SAIU NA ADORO: O Fardo da Culpa: Especialista alerta sobre esse sentimento que acompanha pais e mães ao longo da educação dos filhos

Há quem diga que quando nasce uma criança, nasce junto uma culpa imensa que alguns pais podem chegar a carregar pelo resto das suas vidas. É que esse sentimento pode acompanhar a parentalidade desde o princípio até o desenvolvimento dos filhos, por causa do questionamento e da insegurança na tomada de decisões. As dúvidas que aparecem são sobre os mais diversos motivos, dos mais simples aos mais complexos, como por exemplo, a hora certa de mamar, quando tirar a fralda, ser permissivo demais, a carga horária excessiva de trabalho ou a falta de tempo para os pequenos. É como se os pais tivessem a obrigação de acertar sempre.

Só que, assim como em qualquer relacionamento, não existem regras, ninguém é perfeito e é impossível ser assertivo o tempo inteiro. É o que alerta a psicóloga Ana Carolyna Pelissari, especialista em Sistêmica na clínica individual e Gestalt-Terapia infantojuvenil: “A demanda de pais que sempre se queixam em relação à culpa, no que concerne ao exercício da parentalidade, é muito recorrente na clínica. Muitas vezes, essa busca incessante por acertar sempre, coloca os pais numa posição de super-heróis onde não possuem o direito de errar.”

O meio em que a família vive, em alguns casos, também não ajuda, já que a crítica pode partir dos próprios familiares e amigos. É um bombardeio diário de pitacos, repreensões e de cenas perfeitas de pais e filhos felizes nas redes sociais – o que aumenta ainda mais a culpa de quem só quer educar em paz: “Esse sentimento está muito relacionado às exigências sociais que estão cada vez mais utópicas. É como se a parentalidade fosse colocada dentro de uma caixa e, para ser um bom pai ou mãe, fosse necessário seguir um roteiro pré-determinado”, diz a especialista.
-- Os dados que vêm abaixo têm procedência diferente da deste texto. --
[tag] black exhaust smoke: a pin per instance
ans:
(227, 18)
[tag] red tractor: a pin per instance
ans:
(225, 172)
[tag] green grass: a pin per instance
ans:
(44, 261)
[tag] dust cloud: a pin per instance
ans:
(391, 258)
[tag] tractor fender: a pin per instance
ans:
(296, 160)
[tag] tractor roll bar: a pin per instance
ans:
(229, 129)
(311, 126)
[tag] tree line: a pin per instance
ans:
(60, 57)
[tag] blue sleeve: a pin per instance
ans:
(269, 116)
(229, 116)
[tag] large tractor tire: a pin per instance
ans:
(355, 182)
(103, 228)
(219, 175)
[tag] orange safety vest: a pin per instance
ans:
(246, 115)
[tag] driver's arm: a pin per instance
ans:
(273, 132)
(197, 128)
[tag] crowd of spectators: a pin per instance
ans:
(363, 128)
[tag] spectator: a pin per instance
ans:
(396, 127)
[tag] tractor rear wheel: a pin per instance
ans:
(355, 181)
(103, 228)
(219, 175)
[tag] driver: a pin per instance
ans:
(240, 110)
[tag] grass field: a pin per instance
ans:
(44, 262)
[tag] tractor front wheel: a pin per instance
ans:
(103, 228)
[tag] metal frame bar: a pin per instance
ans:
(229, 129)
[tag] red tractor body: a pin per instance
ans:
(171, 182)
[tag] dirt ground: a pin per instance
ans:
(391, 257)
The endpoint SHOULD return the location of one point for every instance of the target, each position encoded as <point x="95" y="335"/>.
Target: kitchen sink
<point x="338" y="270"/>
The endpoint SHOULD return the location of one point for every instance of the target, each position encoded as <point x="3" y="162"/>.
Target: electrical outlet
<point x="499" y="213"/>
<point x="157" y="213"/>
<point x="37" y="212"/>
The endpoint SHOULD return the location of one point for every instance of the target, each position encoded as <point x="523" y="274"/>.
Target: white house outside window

Além disso, não é difícil encontrar na internet manuais de como ser, agir ou lidar com as questões que aparecem ao longo do percurso, o que aumenta a autocrítica acerca da maternidade ou paternidade, como esclarece a psicóloga: “Muitos pais e mães se queixam e se culpam muito por não acertarem como queriam e, sob tanta pressão, acabam repetindo alguns padrões disfuncionais que aprenderam na infância e na adolescência deles.”

Segundo a Dra. Ana Carolyna, o melhor a fazer, caso a pessoa se perceba refém dessa culpa parental, é investir em si mesmo e principalmente buscar ajuda profissional: “Ao investir em autoconhecimento, os pais e mães conseguem conviver melhor com a parentalidade real e não ideal. Os pais e mães precisam entender de uma vez por todas que eles têm o direito de tentar e de não serem perfeitos. Isso é libertador”, finaliza.